Its concept of a "learning ladder" provides an individual educational plan for each member of staff, which includes everything from basic skills up to managerial qualifications. Employees' learning plans are recorded on the company's My Learning site, which allows them to check their progress and offers support in the shape of e-tutors.
But why does a high-street food retailer bother with all this training? How hard, after all, can serving burger and chips be?

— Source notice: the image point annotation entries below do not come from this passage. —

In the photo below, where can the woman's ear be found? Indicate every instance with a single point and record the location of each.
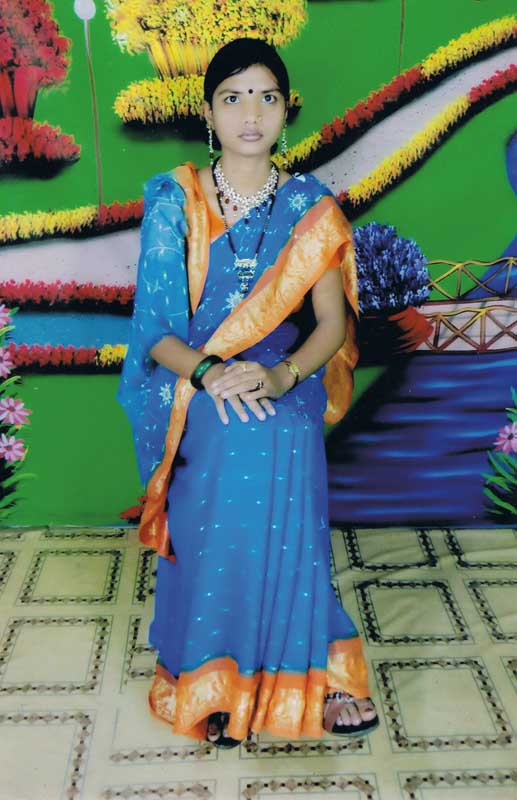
(207, 114)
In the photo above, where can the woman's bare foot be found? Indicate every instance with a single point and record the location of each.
(353, 711)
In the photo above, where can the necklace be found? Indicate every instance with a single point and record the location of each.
(241, 202)
(245, 267)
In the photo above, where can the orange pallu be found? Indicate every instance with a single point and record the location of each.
(320, 240)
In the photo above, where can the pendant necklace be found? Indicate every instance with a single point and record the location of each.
(245, 267)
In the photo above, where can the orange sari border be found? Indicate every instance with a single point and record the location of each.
(287, 704)
(322, 232)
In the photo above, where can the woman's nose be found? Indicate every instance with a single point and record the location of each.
(252, 116)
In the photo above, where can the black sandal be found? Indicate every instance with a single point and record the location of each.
(220, 719)
(364, 727)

David Fairhurst, senior vice-president and chief people officer for McDonald's UK amp; Northern Europe, believes that the company's commitment to training brings benefits beyond just teaching someone how to do a particular job.
"In a customer-led business, we need our people to deliver consistent, high-quality customer service in our restaurants," he says. "They'll deliver this if they are engaged and get something out of coming to work every day. That's why, as well as training our people on the smooth running of our restaurants, we give them a much wider training and development offer.
"Employees gain valuable and transferable skills and qualifications through our broad training approach, and many show a tremendous confidence boost that has a significant impact at work and beyond."
It seems to be working for the company. Trading figures show McDonald's recorded an additional 130 million customer visits in 200809 - the equivalent of, it says, an extra 1,000 customers per week in every one of its 1,200 UK restaurants.
"I'm convinced our investment in skills and training has played a key part in these achievements," Mr Fairhurst says. "Since we started our Skills for Life programme in 2006, crew tenure has increased from 18 months to two-and-a-half years, staff turnover has dropped to an all-time low, and the number of employees who feel proud to work at McDonald's has risen to a record high."
The other curious thing is why, with myriad catering and hospitality courses already on offer across further education, the company goes to the trouble of providing training in-house with all the money - it spends 30 million a year on training - and infrastructure this entails.
For Mr Fairhurst the answer is simple: "We deliver our training in-house because it allows us to control both the quality and relevance and it's less disruptive. It means avoiding the risk that the quality of training our people have come to expect is not matched by external providers."
The bigger picture for Mr Fairhurst is one where the demarcations between employment, education and training break down.
"Employers have a role to play in a world where traditional lines between education and employment have become blurred," he explains.
"I've said before that I'd like to see much more of a revolving door for people between education and employment, where people can be more involved and swap seamlessly between the two.
"At McDonald's, we don't believe that people leave the world of education behind them when they enter the world of work."